# actinic?



## hiphopn (Feb 10, 2005)

will actinic lighting aid in plant growth or no. i ask cuz i just ordered this http://www.aquatraders.com/index.asp?PageA...WPROD&ProdID=25 and i was hoping the actinic aould help or should i replace them with regular cf tubes?


----------



## channafreak (Mar 27, 2004)

hiphopn said:


> will actinic lighting aid in plant growth or no. i ask cuz i just ordered this http://www.aquatraders.com/index.asp?PageA...WPROD&ProdID=25 and i was hoping the actinic aould help or should i replace them with regular cf tubes?
> [snapback]953969[/snapback]​


Nice..... Thats alot of wattage. 75 Gal?? I typicly dont use the 10000K bulbs. I stick between 5500-7500K for greatest spectrum. The actinic are usually for saltwater reef tanks I beleive. Either way those CF bulbs are expensive and I would try out the setup and see if your plants do well. The sheer wattage should get most plants to grow. There are better bulbs suited for planted tanks, but try out what you got unless you got money to blow.


----------



## Grosse Gurke (Jan 3, 2003)

I asked Twitch the same thing and he said basically nope...they are the wrong kind of light for plant growth....or something like that.


----------



## hiphopn (Feb 10, 2005)

Grosse Gurke said:


> I asked Twitch the same thing and he said basically nope...they are the wrong kind of light for plant growth....or something like that.
> [snapback]954054[/snapback]​


so i should replace them with regular cf? well with my other lighting on the tank right now i will have 4 wpg. is that enough . t=what is the most wpg a person will eveer need?


----------



## BigChuckP (Feb 9, 2004)

That is a pretty good deal. I bought the same light strip off ebay for around that same price. You should change the bulbs to 6700k's or so. Look on ebay you can buy a set of four straight pin 6700k bulbs for $40.


----------



## spree_rider (Mar 20, 2004)

actinics are no good, only light in the blue range which is not good for plants at all, you need just regular sunshine tubes, or even cw and a ww would do. actinics are only for saltwater tanks. mostly reef tanks. also they make your fish look terrible as the only light is blue and piranha have very little blue, wont show any red and will probably make them look just black.


----------



## Grosse Gurke (Jan 3, 2003)

They make my geryi look sweet....but dont do anything for the plants.


----------



## hiphopn (Feb 10, 2005)

ok well i got em in the mail today and yah it does look alot like a saltwater tank now. hmmmmmmm it makes my reds sparkle. i kinda like it but since i was getting more lighting for plants i guess i should replace half of the cf;s with regular cf. anyone have any tips on what kind of compact tubes i should get? what is all this 10000k and 20000k stuff the spectrum what is that? i dont get it....


----------



## elTwitcho (Jun 22, 2004)

Well if you like how it looks, it might be alright but could lead to algae problems having that much lighting in the wrong spectrum. As well, the plants won't really use that light so it basically cuts down on the light you're outputting since the plants are only interested in the light they can use. So if you have 96 watts and it's half actinic, to the plants you only really have 48 watts.

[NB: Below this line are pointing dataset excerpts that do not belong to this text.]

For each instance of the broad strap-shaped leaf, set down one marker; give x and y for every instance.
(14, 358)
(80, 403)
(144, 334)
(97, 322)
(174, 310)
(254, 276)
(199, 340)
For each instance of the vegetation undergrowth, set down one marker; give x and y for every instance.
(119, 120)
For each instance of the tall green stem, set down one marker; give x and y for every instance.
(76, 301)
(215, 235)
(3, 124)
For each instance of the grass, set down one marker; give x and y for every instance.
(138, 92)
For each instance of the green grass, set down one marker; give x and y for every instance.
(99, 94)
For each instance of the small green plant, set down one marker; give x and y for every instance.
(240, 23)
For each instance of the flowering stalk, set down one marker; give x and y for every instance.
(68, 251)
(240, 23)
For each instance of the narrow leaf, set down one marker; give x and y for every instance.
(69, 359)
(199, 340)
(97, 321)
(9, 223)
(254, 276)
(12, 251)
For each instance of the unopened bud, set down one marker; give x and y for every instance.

You already have it and like the way it looks so see how your plants do. It's not the best for plants, but there's something to be said for achieving something that is aesthetically pleasing for you to look at as well.


----------



## Scolopendra (Feb 24, 2005)

Current puts out a nice dual spectrum daylight bulb, having both 6500 and 6700 in one bulb. The series is sun paq.


----------



## nomaddan (Nov 26, 2004)

Scolopendra said:


> Current puts out a nice dual spectrum daylight bulb, having both 6500 and 6700 in one bulb. The series is sun paq.
> [snapback]963811[/snapback]​


I recently bought the sun paq system an dlove it. I replace my actinic bulbs with 6700k ones for 27.00 each Here is the site:

http://www.thatpetplace.com/Products/KW/F5...8/Itemdy00.aspx


----------



## hiphopn (Feb 10, 2005)

what is a 12000k bulb? i have some 10000 and some 12000 bulbs... what are they good for the 10000 are 55w and the 12000 are 65w will my plants love them?


----------



## BigChuckP (Feb 9, 2004)

nomaddan said:


> Scolopendra said:
> 
> 
> > Current puts out a nice dual spectrum daylight bulb, having both 6500 and 6700 in one bulb. The series is sun paq.
> ...


27.00 each! Damn, check ebay, you can get 4 for 40 bucks.


----------



## hiphopn (Feb 10, 2005)

yah 27 each is way to much for me to spend on bulbs..... what is the difference between 6700 and 10000 or 12000 what do these #s mean?


----------



## channafreak (Mar 27, 2004)

http://www.piranha-fury.com/pfury/index.php?showtopic=78694

Dont know if you read my last post here. If you have the actinic 03 blue, Id keep em. They got some growing power. The white even though a little "hot" at 12000K, is still full spectrum. Decent mix of red to blue. I dont think you will get a huge advantage switching bulbs.


----------



## hiphopn (Feb 10, 2005)

channafreak said:


> http://www.piranha-fury.com/pfury/index.php?showtopic=78694
> 
> Dont know if you read my last post here. If you have the actinic 03 blue, Id keep em. They got some growing power. The white even though a little "hot" at 12000K, is still full spectrum. Decent mix of red to blue. I dont think you will get a huge advantage switching bulbs.
> [snapback]964805[/snapback]​


so the blue bulbs i have are 03? what is the difference between 12000k and 6700k?


----------



## channafreak (Mar 27, 2004)

hiphopn said:


> channafreak said:
> 
> 
> > http://www.piranha-fury.com/pfury/index.php?showtopic=78694
> ...


I would imagine you have the 03 blue. It should be stamped on the bulb somewhere. The Kelven rating denotes the color of light emited by the bulb. Higher being more blue and lower reder. I see you have 10000K bulbs for two of the CF's. They are not actinic and should be a bit on the blue side of color. Most planted tank aquarists use 5000-7000K bulbs for the broad spectrum. I might consider swaping these. See how your plants are growing with your current setup.


----------